How many elements are present in the subset of null set ?

How many elements are present in the subset of a null set?

This is one the question that appeared in my math exam.

Definition $1.1$ - Subset: A set $A$ is a subset of set $B$ if all the elements of $A$ are also elements of $B$

Definition $1.2$ - Null set or Void set or Empty set: If is a set containing no elements

Definition $1.3$ - Power set: It is the set of all possible subsets of a given set

Theorem $1.1$: Every set is a subset of itself

Theorem $1.2$: Null set is a subset of every set

I think the answer to this question is $0$ because,

$$\mathbf{No.\ of\ subsets} = 2^m$$

So, the number of subsets of a null set (denoted by $\emptyset$) which contains $0$ elements would be $2^0 = 1$ and that subset will be the null set $\emptyset$ itself. Hence, the number of elements in $0$.

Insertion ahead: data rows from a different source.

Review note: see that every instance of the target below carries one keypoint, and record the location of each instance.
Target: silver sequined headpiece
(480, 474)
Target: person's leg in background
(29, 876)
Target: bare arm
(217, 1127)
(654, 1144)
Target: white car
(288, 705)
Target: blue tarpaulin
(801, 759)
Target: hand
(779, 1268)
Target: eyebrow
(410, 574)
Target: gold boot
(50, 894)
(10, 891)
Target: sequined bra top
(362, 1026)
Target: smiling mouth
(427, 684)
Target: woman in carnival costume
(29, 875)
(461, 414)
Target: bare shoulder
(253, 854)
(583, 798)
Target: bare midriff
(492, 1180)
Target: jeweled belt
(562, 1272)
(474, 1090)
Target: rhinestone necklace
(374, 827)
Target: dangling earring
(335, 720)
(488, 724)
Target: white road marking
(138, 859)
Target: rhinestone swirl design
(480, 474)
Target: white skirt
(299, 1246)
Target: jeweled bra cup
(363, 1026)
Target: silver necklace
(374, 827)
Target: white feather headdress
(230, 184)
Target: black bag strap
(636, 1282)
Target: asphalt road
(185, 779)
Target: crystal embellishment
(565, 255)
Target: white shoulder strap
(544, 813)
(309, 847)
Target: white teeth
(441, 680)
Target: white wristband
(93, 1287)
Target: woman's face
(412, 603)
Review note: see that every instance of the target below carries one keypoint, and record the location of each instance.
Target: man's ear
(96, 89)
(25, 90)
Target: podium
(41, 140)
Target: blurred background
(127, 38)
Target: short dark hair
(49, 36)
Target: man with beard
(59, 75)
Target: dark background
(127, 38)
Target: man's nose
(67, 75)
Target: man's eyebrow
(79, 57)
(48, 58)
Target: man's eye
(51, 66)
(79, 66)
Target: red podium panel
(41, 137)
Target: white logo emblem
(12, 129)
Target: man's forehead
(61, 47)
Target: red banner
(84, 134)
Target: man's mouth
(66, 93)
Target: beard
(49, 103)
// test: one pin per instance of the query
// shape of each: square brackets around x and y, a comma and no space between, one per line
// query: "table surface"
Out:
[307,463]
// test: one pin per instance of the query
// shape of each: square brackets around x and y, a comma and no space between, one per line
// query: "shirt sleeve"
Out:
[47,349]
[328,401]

But my math teacher told me that the answer is $1$. And her reasoning is as follows, she stated the same that the number of subset of a null set will be $1$ and she represented subset of null set as {$\emptyset$}. So she told the answer to be $1$ as the null set acted as an element in here.

I don't know which of the answers - $0$ or $1$ is correct. There is a debate among me and my teacher about the answers. So, you answers with explanation helps me. Could someone let me know . . .